While both advantages and disadvantages may lay in wait as more technological solutions are deployed in more market sectors, the fact that technology will be used to put a true necessity like food into the same shopping basket as less life-crucial consumer goods (oh, say, like digital doorbells or streaming digital media) is a real concern for health care epidemiologists.
They say the idea that digital tools can be used to trigger “a higher spend per head” is not necessarily a good idea in the context of a global obesity epidemic.
Impulse buying has long been known as a purchase trigger technique, but today’s digital technologies make the process much more ubiquitous and much less time- or place-sensitive.
Candy at the Cash Register — A Risk Factor for Obesity and Chronic Disease describes a grocery shopping environment in which we think our food choices are conscious, deliberate and guided by actual need, but they are in they triggered by planned placement, strategic cross-promotion and now, technological innovation.
What’s more, our modernized agri-food system prioritizes staple production on a massive, global scale rather than fruit and vegetable cultivation on a local or seasonal basis, the report itemizes.
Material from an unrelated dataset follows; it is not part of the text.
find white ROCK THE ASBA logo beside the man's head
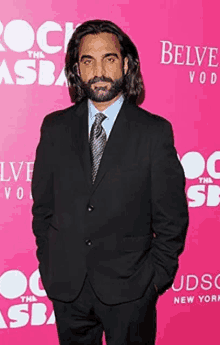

The industry benefits from carefully managed global marketing and distribution systems which bring the greatest returns and allow it to prioritize financial rewards for investors.
A techno-enabled food system also contributes up to one third of all man-made greenhouse gas emissions, and it can result in rapid deforestation, soil degradation and a real loss of biodiversity.
So while new digital technologies continue to roll-out in the grocery ecosystem as retailers seek to boost revenues and remain competitive, shoppers – that’s us – may wish to reconsider how real “success” is defined in the global food and grocery industry.